A 2016 report from Human Rights Watch, which analyzed the deaths of 18 people who died in ICE custody, highlighted the cases of Tiombe Kimana Carlos, Clemente Mponda, and Jose de Jesus Deniz Sahagun, all of whom committed suicide after demonstrating signs of serious mental health conditions. The experts consulted for the report concluded that inadequate mental health care or the misuse of isolation may have exacerbated their mental health problems.
“I feel very desperate because I tried to report the abuse from ICE and facility officials, but they continue to psychologically abuse me through intimidation. I do not feel safe or secure. I am not receiving the medical treatment or help I need,” Monterrosa said in a Grassroots Leadership statement released Sunday.
Asylum-seeking migrant women like Monterrosa are often fleeing gender-based violence in El Salvador, Honduras, and Guatemala. These countries, known as the Northern Triangle, are some of the most dangerous to be a woman, with female homicide rates among the highest in the world, according to the Washington Office on Latin America.
Migrant women who have experienced trauma in their countries of origin and en route to the United States—where an estimated 80 percent of girls and women are raped on their journey—often encounter more abuse and neglect in the U.S. immigration system. Sexual abuse and harassment in detention centers often goes uninvestigated. In April, Community Initiatives for Visiting Immigrants in Confinement (CIVIC) filed a complaint with the Department of Homeland Security’s Office for Civil Rights and Civil Liberties on behalf of 27 people who were in immigration detention or had been released from detention and who say they experienced sexual abuse.
CIVIC analyzed data obtained through a Freedom of Information Act request regarding sexual assault reports from the Department of Homeland Security’s Office of the Inspector General (OIG). The information showed that the OIG received at least 1,016 reports of sexual abuse filed by people in detention between May 2014 and July 2016—that’s more than one complaint of sexual abuse made each day. Of these 1,016 reports of sexual abuse, the OIG investigated 24.

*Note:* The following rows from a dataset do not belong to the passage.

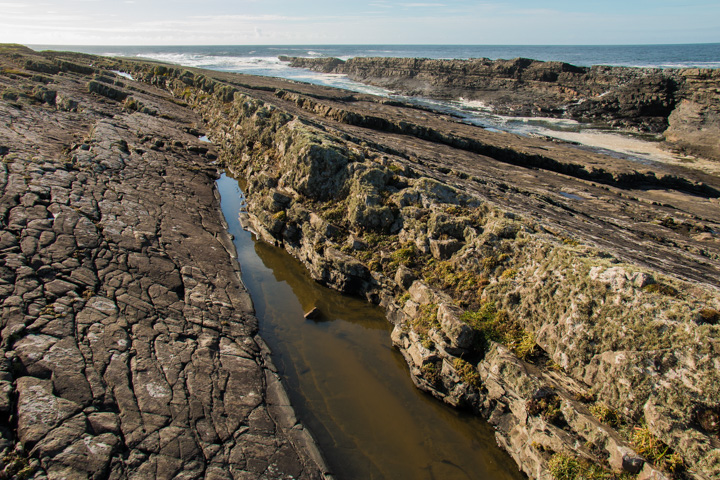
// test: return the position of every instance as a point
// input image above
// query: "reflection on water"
(348, 384)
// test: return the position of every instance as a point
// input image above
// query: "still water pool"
(349, 386)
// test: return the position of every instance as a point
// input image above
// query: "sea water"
(263, 60)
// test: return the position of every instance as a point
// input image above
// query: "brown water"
(349, 386)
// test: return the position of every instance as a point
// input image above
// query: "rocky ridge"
(579, 315)
(568, 297)
(680, 104)
(129, 343)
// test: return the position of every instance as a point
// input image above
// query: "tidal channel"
(348, 385)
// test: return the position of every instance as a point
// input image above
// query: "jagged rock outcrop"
(682, 104)
(568, 297)
(129, 343)
(522, 293)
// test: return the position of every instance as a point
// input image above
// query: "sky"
(318, 22)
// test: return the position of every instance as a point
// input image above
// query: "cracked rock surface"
(129, 343)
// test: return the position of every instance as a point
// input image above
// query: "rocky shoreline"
(680, 105)
(129, 342)
(568, 297)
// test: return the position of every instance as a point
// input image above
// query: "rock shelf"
(568, 297)
(129, 342)
(680, 104)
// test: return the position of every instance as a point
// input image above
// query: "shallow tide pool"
(349, 386)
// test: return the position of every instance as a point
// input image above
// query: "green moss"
(563, 466)
(508, 274)
(548, 407)
(496, 326)
(16, 466)
(405, 256)
(656, 451)
(709, 316)
(605, 414)
(661, 289)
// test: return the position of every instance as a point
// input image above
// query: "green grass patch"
(496, 326)
(656, 451)
(605, 414)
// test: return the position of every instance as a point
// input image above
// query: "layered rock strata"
(681, 104)
(129, 343)
(570, 298)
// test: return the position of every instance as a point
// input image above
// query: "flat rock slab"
(130, 340)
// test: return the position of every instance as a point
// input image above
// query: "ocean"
(263, 60)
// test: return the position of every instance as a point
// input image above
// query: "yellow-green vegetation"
(709, 316)
(605, 414)
(547, 406)
(656, 451)
(16, 466)
(404, 256)
(464, 286)
(467, 371)
(508, 274)
(497, 326)
(563, 466)
(662, 289)
(13, 71)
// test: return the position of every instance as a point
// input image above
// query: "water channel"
(349, 386)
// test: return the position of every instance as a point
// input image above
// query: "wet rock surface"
(129, 343)
(681, 104)
(511, 267)
(568, 297)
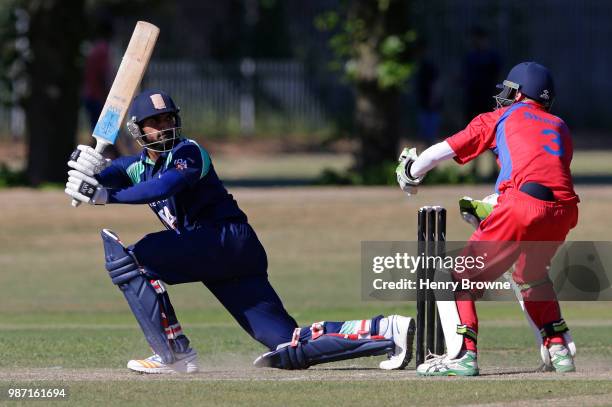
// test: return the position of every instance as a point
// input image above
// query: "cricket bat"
(130, 73)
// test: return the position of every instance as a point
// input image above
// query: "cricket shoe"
(403, 335)
(561, 359)
(185, 363)
(440, 365)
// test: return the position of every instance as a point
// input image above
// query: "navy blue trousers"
(232, 263)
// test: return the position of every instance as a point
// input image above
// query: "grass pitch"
(63, 323)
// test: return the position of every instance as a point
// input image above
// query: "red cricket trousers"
(518, 217)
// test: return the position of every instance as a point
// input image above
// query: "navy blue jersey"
(182, 187)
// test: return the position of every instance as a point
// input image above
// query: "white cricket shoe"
(403, 335)
(561, 359)
(440, 365)
(185, 363)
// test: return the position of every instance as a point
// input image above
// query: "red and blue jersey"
(531, 145)
(181, 187)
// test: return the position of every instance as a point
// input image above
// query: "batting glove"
(407, 183)
(86, 189)
(88, 161)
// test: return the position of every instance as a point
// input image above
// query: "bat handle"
(100, 146)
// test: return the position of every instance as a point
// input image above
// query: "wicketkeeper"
(535, 202)
(208, 240)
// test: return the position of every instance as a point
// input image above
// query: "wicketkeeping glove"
(85, 188)
(407, 183)
(88, 161)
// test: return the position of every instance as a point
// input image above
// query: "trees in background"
(371, 41)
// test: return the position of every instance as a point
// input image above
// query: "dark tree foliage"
(372, 41)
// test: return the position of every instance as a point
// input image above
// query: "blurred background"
(326, 91)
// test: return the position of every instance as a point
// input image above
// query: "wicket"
(431, 232)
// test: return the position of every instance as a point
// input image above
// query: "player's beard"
(167, 139)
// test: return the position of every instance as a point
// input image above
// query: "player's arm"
(91, 172)
(464, 146)
(190, 164)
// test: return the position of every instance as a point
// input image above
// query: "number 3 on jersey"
(557, 149)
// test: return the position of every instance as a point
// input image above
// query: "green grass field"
(62, 323)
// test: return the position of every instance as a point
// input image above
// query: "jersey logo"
(167, 217)
(180, 164)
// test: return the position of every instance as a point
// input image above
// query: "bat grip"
(100, 146)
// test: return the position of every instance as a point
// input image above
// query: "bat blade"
(131, 70)
(130, 73)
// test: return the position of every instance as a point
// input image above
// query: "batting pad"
(139, 293)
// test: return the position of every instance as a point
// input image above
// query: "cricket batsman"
(207, 239)
(535, 201)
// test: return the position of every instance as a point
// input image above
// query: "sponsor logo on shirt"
(180, 164)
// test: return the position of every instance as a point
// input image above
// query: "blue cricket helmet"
(149, 103)
(531, 79)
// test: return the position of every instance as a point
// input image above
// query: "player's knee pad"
(326, 348)
(141, 295)
(120, 264)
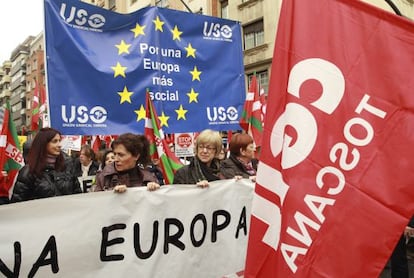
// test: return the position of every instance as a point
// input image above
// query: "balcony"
(5, 79)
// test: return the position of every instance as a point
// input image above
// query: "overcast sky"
(18, 20)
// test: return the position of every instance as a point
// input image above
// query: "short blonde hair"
(210, 137)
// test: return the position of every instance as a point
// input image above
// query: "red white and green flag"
(251, 119)
(11, 158)
(158, 143)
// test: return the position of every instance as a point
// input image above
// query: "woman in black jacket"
(48, 172)
(241, 162)
(205, 166)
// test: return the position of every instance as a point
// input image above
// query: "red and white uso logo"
(184, 140)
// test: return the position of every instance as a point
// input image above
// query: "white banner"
(176, 231)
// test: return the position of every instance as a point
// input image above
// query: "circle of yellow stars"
(120, 71)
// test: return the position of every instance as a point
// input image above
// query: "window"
(253, 34)
(262, 80)
(224, 9)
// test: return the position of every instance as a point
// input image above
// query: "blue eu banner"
(101, 63)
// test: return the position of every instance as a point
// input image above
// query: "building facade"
(35, 76)
(18, 84)
(258, 19)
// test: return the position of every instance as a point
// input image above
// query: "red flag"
(159, 146)
(251, 119)
(11, 158)
(334, 188)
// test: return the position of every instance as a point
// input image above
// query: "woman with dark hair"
(48, 172)
(107, 158)
(129, 169)
(241, 162)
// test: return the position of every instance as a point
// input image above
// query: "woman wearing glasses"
(205, 166)
(241, 162)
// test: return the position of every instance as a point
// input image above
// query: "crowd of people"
(49, 171)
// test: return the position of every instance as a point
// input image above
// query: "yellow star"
(138, 30)
(181, 113)
(163, 120)
(141, 113)
(123, 47)
(119, 70)
(158, 24)
(176, 33)
(195, 73)
(125, 95)
(192, 96)
(190, 50)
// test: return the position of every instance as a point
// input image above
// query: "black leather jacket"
(51, 183)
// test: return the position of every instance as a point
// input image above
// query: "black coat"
(51, 183)
(231, 167)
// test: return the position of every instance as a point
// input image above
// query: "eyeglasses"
(208, 148)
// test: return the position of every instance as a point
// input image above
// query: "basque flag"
(335, 182)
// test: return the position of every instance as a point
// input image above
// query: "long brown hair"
(136, 144)
(37, 158)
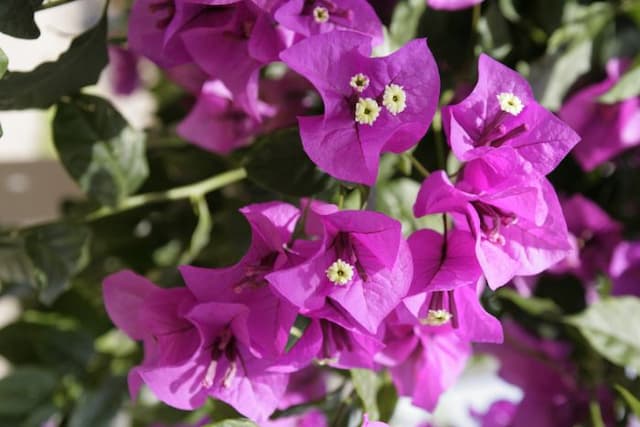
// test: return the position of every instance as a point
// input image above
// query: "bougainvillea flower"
(595, 235)
(502, 111)
(625, 269)
(367, 423)
(155, 26)
(443, 292)
(243, 41)
(123, 70)
(371, 105)
(452, 4)
(271, 317)
(514, 216)
(423, 365)
(309, 18)
(217, 124)
(363, 268)
(194, 350)
(544, 371)
(606, 129)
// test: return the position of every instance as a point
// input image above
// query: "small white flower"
(367, 111)
(394, 98)
(510, 103)
(359, 82)
(321, 14)
(340, 273)
(437, 318)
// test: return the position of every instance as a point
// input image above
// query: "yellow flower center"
(340, 273)
(436, 318)
(510, 103)
(321, 14)
(359, 82)
(367, 111)
(394, 98)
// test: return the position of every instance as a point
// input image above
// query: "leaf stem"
(197, 189)
(53, 3)
(416, 164)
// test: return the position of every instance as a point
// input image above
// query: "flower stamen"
(340, 273)
(510, 103)
(394, 99)
(367, 111)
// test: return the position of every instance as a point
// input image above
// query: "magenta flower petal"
(501, 111)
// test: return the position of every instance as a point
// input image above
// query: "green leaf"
(278, 163)
(233, 423)
(65, 351)
(16, 18)
(627, 87)
(630, 399)
(78, 67)
(531, 305)
(4, 63)
(202, 233)
(553, 75)
(96, 408)
(367, 383)
(25, 389)
(610, 326)
(404, 22)
(99, 149)
(57, 252)
(396, 199)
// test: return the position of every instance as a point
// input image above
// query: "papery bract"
(452, 4)
(371, 105)
(271, 317)
(362, 268)
(217, 124)
(502, 111)
(514, 216)
(606, 129)
(309, 18)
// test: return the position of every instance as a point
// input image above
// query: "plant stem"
(416, 164)
(188, 191)
(53, 3)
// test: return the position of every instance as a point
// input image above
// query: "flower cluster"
(320, 286)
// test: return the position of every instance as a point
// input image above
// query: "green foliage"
(17, 20)
(57, 252)
(278, 163)
(98, 148)
(23, 390)
(627, 87)
(609, 327)
(42, 87)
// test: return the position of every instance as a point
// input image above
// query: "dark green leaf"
(630, 399)
(78, 67)
(57, 252)
(278, 163)
(610, 326)
(66, 351)
(96, 408)
(367, 383)
(4, 63)
(553, 75)
(627, 87)
(98, 148)
(16, 18)
(233, 423)
(15, 265)
(25, 389)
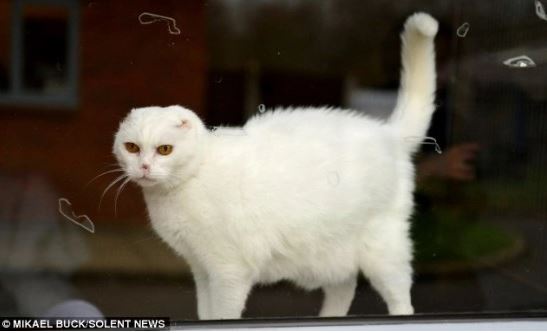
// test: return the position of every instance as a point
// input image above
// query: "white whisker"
(120, 189)
(102, 174)
(110, 186)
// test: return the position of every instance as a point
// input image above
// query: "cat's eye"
(164, 149)
(131, 147)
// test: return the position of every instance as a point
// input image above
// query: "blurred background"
(70, 70)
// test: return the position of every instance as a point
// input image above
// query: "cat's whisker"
(118, 192)
(102, 174)
(109, 187)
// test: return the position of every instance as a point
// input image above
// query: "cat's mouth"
(146, 181)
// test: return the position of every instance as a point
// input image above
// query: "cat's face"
(154, 144)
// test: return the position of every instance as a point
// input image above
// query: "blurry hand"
(456, 163)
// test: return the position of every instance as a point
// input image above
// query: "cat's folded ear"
(184, 124)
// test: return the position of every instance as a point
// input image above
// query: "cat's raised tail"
(415, 102)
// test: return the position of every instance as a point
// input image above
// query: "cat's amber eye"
(164, 149)
(131, 147)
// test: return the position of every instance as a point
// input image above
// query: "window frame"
(16, 95)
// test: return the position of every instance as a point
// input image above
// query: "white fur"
(309, 195)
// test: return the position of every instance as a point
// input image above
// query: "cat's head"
(159, 146)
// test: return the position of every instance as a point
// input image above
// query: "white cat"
(310, 195)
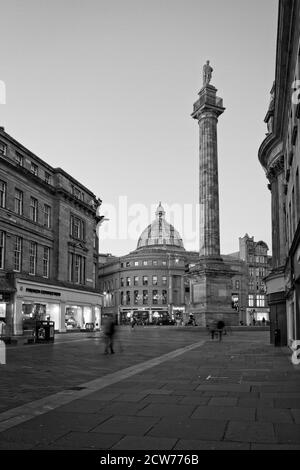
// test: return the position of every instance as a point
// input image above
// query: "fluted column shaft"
(208, 185)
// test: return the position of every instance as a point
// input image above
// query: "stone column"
(206, 111)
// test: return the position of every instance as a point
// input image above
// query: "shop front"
(70, 310)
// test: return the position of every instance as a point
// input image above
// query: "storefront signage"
(44, 292)
(2, 310)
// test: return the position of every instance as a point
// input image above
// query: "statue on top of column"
(207, 70)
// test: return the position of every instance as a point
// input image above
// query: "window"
(47, 178)
(46, 256)
(145, 297)
(33, 209)
(19, 159)
(77, 228)
(76, 268)
(2, 249)
(47, 216)
(251, 300)
(18, 202)
(34, 169)
(2, 149)
(77, 193)
(260, 300)
(32, 258)
(18, 254)
(2, 194)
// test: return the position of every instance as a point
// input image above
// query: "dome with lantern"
(160, 233)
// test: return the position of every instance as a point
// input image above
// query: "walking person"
(108, 331)
(220, 328)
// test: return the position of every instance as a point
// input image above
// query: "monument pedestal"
(211, 292)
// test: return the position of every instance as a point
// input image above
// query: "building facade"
(148, 283)
(279, 154)
(153, 284)
(48, 243)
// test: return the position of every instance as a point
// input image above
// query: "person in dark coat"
(220, 328)
(108, 331)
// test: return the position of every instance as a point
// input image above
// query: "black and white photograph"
(149, 231)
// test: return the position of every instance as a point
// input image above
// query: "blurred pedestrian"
(212, 328)
(109, 332)
(220, 328)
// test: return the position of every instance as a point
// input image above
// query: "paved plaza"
(166, 388)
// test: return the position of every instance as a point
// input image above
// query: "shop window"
(2, 249)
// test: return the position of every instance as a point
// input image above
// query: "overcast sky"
(104, 89)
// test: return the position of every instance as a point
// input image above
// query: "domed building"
(148, 283)
(152, 283)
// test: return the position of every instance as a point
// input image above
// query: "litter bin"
(277, 339)
(44, 331)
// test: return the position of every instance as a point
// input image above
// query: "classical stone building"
(153, 283)
(148, 283)
(48, 243)
(255, 265)
(279, 154)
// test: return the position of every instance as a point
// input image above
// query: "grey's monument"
(210, 279)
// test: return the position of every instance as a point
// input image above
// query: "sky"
(105, 89)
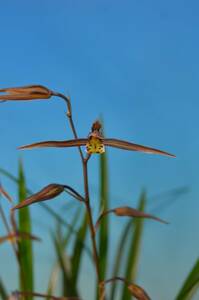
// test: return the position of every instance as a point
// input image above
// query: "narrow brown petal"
(26, 93)
(126, 211)
(39, 295)
(47, 193)
(59, 144)
(15, 236)
(133, 147)
(132, 212)
(5, 194)
(138, 292)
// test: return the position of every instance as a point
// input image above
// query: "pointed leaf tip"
(132, 212)
(31, 92)
(47, 193)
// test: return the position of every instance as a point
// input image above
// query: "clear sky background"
(135, 63)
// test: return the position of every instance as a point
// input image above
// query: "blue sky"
(136, 64)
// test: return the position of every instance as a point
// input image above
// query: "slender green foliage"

Conditions for people in detention are only expected to worsen under the Trump administration, which is expanding the detention system while reducing the standards of care within these deadly facilities. Trump has emboldened federal immigration agencies like ICE, which received preliminary approval for its request to begin destroying the records of detained people, including those related to in-custody deaths, sexual assault, and the use of solitary confinement.
Bob Libal, executive director of Grassroots Leadership, said in a statement that what is happening to Monterrosa has been “swept under the rug.” Advocates are calling on Sen. John Cornyn (R-Texas) to look into the allegations emerging from Hutto.
“There are enough eyes looking at this that something should have happened already to make sure that Laura is in a safe place. No victim of sexual abuse should be forced to live with their abuser,” Bethany Carson, immigration researcher and organizer at Grassroots Leadership, said in a statement. “We are asking Sen. Cornyn in the name of the rule of law to ask that ICE immediately release Laura pending this investigation.”